This is just my thinking: (Only been at this for 6 months so----)
1) I have a 5.5 mile commute with 12 stoplights. I don't get above 35 miles per hour.
2) For me to hypermile it will not buy me much to do aero stuff since I never travel fast.
3) I need to work on weight loss for the car. Remember physics inertia is mass times velocity. I need to loose mass to make it easier to accelerate.
4) Rotating mass is worth about 10 times regular vehicle weight. (my rule of thumb)

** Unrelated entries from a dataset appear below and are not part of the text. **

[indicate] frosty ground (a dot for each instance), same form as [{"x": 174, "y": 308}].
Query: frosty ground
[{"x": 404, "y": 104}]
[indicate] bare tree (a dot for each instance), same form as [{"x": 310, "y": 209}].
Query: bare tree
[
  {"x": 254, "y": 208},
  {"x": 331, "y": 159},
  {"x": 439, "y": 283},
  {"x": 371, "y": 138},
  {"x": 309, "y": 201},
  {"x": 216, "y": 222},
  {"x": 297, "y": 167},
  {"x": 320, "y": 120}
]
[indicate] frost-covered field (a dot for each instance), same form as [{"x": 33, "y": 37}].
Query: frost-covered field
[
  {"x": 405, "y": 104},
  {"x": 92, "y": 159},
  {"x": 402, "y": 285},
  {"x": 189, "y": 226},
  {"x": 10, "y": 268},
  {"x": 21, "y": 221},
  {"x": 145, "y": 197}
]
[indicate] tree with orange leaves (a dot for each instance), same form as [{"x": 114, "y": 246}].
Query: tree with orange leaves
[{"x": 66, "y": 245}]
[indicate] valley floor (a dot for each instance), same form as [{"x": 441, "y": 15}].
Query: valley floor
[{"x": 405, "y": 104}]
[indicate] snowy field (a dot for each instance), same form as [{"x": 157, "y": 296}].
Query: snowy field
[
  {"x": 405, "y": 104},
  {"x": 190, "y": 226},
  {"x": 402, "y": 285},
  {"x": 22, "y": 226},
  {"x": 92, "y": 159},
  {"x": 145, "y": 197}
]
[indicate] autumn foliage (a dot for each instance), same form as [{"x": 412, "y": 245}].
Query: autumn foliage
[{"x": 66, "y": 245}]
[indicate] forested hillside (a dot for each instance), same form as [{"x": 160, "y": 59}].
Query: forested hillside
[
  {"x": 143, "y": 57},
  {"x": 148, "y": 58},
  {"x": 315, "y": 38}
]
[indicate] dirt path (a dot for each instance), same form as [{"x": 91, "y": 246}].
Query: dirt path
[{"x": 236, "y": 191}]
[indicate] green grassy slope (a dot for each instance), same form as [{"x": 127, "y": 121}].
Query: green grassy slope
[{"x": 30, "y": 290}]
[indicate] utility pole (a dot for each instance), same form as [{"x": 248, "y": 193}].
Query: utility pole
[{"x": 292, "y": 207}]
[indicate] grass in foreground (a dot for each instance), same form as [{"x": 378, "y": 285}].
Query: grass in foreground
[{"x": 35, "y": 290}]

5) The PS pump weighs about 15 pounds, maybe 5 pounds is rotating. So pulling out the PS pump/hoses saved me 10lbs non-rotating and 5 rotating (equivalent to 50lbs). So in my mind I removed 60 lbs of inertia from the vehicle.
Now I do the AC, lightweight crankshaft pulley, lightweight rims/tires, smallest alternator and I hope to start really affecting the gas mileage in city driving.
There are two formulae for calculating rotating weight. There is one for vehicle weight, and one for engine/accessory weight.

I believe vehicle weight (rims, tires, etc.) is 7:1... engine weight is significantly less, because of the way that engines rev up and down. It's something like 5:1, IIRC.

Don't quote me on those numbers, though. Calling it 10:1 is very optimistic.